Таков был Магницкий. Первые годы молодости своей провел он в эпикурейской Вене и в революционном еще Париже; там рано развратилось сердце его. Когда он возвратился в отечество, то сперва вместо трости носил якобинскую дубинку, с серебряной бляхой и с надписью: droit de I'homme [право человека].
Потом он был самым усердным англоманом, а после Тильзитского мира отчаянным обожателем Наполеона, что, кажется, и было причиной ссылки его в Вологду. Оттуда назначен он был воронежским вице-губернатором, а вскоре потом губернатором в Симбирск. В это время сильно пристал он к мистицизму и тем угодил министру князю Голицину, который испросил ему место попечителя Казанского университета, а по званию члена главного правления училищ держал его при себе в Петербурге. Он совершенно оседлал Голицына; но, предвидя скорое его падение, способствовал оному, войдя в тайные сношения с его противниками. Езда на Шишкове показалась ему еще гораздо покойнее.

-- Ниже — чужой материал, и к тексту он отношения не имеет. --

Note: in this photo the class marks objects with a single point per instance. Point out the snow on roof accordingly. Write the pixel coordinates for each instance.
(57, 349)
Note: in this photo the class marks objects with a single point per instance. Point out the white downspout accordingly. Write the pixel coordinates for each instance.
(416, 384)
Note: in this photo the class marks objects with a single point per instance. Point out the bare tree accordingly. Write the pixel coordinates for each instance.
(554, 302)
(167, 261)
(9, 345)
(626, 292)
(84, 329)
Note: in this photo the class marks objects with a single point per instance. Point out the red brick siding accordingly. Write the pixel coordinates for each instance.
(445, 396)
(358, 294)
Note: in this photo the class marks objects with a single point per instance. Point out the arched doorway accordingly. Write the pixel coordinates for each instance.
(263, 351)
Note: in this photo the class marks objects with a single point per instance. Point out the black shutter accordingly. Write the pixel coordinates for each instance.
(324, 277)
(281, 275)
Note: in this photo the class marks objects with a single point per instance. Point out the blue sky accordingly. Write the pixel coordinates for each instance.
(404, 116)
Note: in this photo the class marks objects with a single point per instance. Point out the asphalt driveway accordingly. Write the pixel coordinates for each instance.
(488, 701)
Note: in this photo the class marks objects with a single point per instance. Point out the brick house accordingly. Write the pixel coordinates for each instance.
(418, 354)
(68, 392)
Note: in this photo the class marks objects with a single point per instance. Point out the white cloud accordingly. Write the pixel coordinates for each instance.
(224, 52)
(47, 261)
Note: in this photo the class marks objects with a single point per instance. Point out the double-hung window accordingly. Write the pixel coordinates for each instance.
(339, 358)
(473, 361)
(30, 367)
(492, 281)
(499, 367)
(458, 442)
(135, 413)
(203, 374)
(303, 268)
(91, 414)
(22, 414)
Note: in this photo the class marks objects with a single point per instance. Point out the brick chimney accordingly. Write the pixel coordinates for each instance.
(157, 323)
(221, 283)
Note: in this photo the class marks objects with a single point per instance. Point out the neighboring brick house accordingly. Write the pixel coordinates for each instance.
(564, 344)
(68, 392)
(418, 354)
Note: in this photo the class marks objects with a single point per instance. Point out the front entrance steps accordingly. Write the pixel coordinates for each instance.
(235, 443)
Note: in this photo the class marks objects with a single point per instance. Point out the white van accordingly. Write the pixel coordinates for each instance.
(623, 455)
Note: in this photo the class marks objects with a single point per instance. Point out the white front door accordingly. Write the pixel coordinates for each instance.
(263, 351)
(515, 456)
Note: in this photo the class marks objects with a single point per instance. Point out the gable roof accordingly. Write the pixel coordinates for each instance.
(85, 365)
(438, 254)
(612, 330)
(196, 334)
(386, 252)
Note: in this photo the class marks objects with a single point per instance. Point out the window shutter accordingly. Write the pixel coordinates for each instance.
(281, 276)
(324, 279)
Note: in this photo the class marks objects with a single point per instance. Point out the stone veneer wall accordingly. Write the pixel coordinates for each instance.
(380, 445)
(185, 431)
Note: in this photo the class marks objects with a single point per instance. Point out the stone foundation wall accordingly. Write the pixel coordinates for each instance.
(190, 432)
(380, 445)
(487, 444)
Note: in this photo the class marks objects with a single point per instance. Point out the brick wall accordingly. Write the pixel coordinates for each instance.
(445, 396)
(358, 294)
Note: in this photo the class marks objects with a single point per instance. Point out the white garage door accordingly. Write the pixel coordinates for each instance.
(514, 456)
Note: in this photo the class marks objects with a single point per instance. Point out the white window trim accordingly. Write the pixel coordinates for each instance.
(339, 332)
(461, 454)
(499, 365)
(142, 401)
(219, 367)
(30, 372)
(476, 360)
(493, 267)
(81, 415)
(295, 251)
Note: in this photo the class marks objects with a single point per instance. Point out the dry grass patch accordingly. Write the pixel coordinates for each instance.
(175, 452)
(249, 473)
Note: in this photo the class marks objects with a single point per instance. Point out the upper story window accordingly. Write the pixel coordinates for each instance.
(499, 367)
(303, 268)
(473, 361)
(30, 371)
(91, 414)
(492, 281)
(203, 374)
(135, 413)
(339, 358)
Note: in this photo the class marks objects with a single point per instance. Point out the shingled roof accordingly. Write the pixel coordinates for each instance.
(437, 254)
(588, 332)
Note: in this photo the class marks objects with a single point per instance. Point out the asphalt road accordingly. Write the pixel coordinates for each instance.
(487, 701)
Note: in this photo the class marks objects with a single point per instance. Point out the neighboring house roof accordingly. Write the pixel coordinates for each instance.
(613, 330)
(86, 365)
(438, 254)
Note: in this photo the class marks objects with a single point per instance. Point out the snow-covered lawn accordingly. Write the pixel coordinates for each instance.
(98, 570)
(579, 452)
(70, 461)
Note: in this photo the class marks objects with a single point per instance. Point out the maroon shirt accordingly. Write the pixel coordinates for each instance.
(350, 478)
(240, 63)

Вот первый случай, что в руках его, находилась достаточная власть для преследований: он им воспользовался. Более всего нападения его направлены были на Библейское общество, к коему он принадлежал; вообще, нападал он на все то, что сам прежде исповедовал. Горе профессорам, которые на кафедре дерзнут выразить какую-нибудь смелую мысль; горе писателям, если в их творениях ему покажется что-нибудь двусмысленным; горе цензорам, то пропустившим. И если бы у него были какие-нибудь убеждения! Но он никого и ничего не любил и ни во что не веровал.
Подручником себе избрал он одного неутомимого пустомелю Рунича, который в должности попечителя Петербургского университета занял место умного и ученого Уварова. Этот, кажется, был чистосердечнее, зато уже бессмысленнее его ничто не могло быть. Можно себе представить, в каком положении находилась тогда подрастающая наша словесность.